Karel Capek's R.U.R & The Robber: A collage by Voyen Koreis, made mainly from the lithographs of Josef Capek

Booksplendour


 

 

R.U.R. (Rossum’s Universal Robots) & THE ROBBER: 

Two Plays by Karel Čapek

a new English translation

Translated from the Czech, edited and introduced by   Voyen Koreis

Now available from Booksplendour

To order the book (AUD 24.95 including postage within Australia) e-mail us here

Total cost including shipping to anywhere in the world - US$ 29.00

Karel Capek as a Robot: Caricature by his brother, Josef Capek

Čapek as a Robot (caricature by author's brother, Josef Čapek)

 

R.U.R. has not only made Karel Čapek internationally famous; it has also made him in a certain sense immortal, because of the word “Robot”, which appears in the subtitle and throughout this stage play.

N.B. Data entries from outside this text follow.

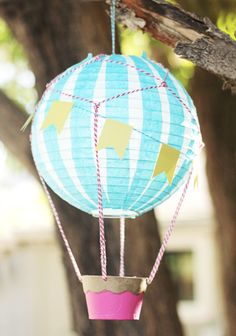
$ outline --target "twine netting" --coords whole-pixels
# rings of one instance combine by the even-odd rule
[[[104,280],[107,278],[104,208],[111,212],[117,210],[115,213],[121,218],[152,209],[189,178],[193,158],[202,147],[195,108],[187,93],[178,85],[166,69],[145,58],[90,55],[53,79],[37,106],[32,127],[32,151],[39,174],[68,203],[91,214],[97,211]],[[40,133],[42,120],[55,100],[74,102],[62,133],[58,140],[55,140],[52,128],[35,136]],[[153,119],[145,119],[147,111]],[[97,150],[99,134],[107,118],[132,125],[133,138],[123,160],[119,161],[111,151],[104,150],[102,153]],[[181,152],[171,185],[164,176],[151,179],[160,145],[165,142]],[[151,148],[150,152],[148,148]],[[54,207],[53,204],[51,206]],[[148,283],[152,282],[158,270],[180,206],[171,221]],[[56,218],[55,210],[53,212]],[[58,225],[57,218],[56,222]],[[67,246],[60,222],[59,231]],[[119,274],[124,276],[123,219],[120,235]],[[70,247],[67,250],[74,265]],[[81,274],[74,268],[79,278]]]

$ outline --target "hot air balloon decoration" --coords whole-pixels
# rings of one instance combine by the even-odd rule
[[[137,320],[189,186],[202,148],[194,104],[162,65],[115,54],[91,54],[54,78],[32,122],[33,159],[78,279],[90,319]],[[81,275],[47,185],[99,222],[101,275]],[[147,277],[124,271],[125,218],[183,191],[154,266]],[[107,275],[104,217],[120,218],[119,276]]]
[[[47,85],[31,142],[44,186],[99,217],[102,275],[78,271],[90,318],[138,319],[163,249],[148,278],[108,276],[103,219],[120,217],[124,225],[185,183],[165,247],[202,147],[191,98],[145,55],[89,55]]]

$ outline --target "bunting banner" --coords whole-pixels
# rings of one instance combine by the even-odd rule
[[[132,126],[128,124],[107,119],[103,126],[97,149],[101,150],[107,147],[113,147],[119,158],[122,159],[128,147],[132,129]]]
[[[73,102],[54,101],[43,121],[41,129],[46,129],[53,125],[57,133],[60,133],[72,110],[73,104]],[[118,157],[122,159],[129,145],[132,130],[132,126],[128,124],[113,119],[106,119],[100,134],[97,150],[112,147]],[[180,151],[177,149],[162,144],[152,177],[154,178],[164,172],[169,184],[171,184],[179,155]]]
[[[54,101],[44,119],[41,130],[53,125],[56,127],[57,133],[60,133],[73,105],[72,102]]]
[[[171,184],[179,156],[180,151],[169,145],[162,144],[152,177],[156,177],[160,173],[165,173],[169,184]]]

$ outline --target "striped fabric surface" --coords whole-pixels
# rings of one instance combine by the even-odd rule
[[[53,101],[74,102],[60,133],[53,125],[41,129]],[[32,124],[34,160],[55,193],[93,215],[98,208],[94,102],[101,102],[98,137],[106,118],[133,127],[123,159],[106,148],[99,151],[99,164],[104,214],[135,217],[187,179],[202,146],[195,107],[182,85],[146,57],[89,55],[49,83]],[[171,184],[164,173],[152,178],[162,143],[181,152]]]

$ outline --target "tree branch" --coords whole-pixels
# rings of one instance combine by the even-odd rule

Particularly in its dramatic concluding parts, R.U.R comes closer to the Gothic horror than to science fiction, which in the author’s days was still known as Utopia. As does the next generation of writers in this genre, which  includes for instance George Orwell, Aldous Huxley and some others, Čapek uses the utopian theme mainly to aid his literary aims and to make commentaries on the state of society, which has not changed much since his days. This is why this author’s work is still very much alive, even in the 21st century. The Robots’ revolt and its consequences could for instance be interpreted as a warning against giving scientists a free hand in pursuit of genetic research. The R.U.R. managers and scientists at every opportunity stress that their noble aims are designed to benefit mankind, but one feels that somewhere down the line perhaps there might be a heavy price to pay.

  The Robber moves between romantic comedy and tragedy, with a pinch of melodrama or even farce thrown in here and there. Some passages are in verse. Čapek began to work on it in 1911, when he was only twenty-one, and he returned to the theme again by the time he was nearing thirty.

Though certainly less successful internationally, the play has proven a big hit with the Czech audiences. Nearly a hundred years after Čapek had begun to work on the first version, a year would hardly roll by without at least one important Czech theatre company coming up with a new production. Čapek himself thought of the Robber as his only “true Czech play”, and apparently he valued it more than his other, technically more advanced and on the world stage certainly more successful plays.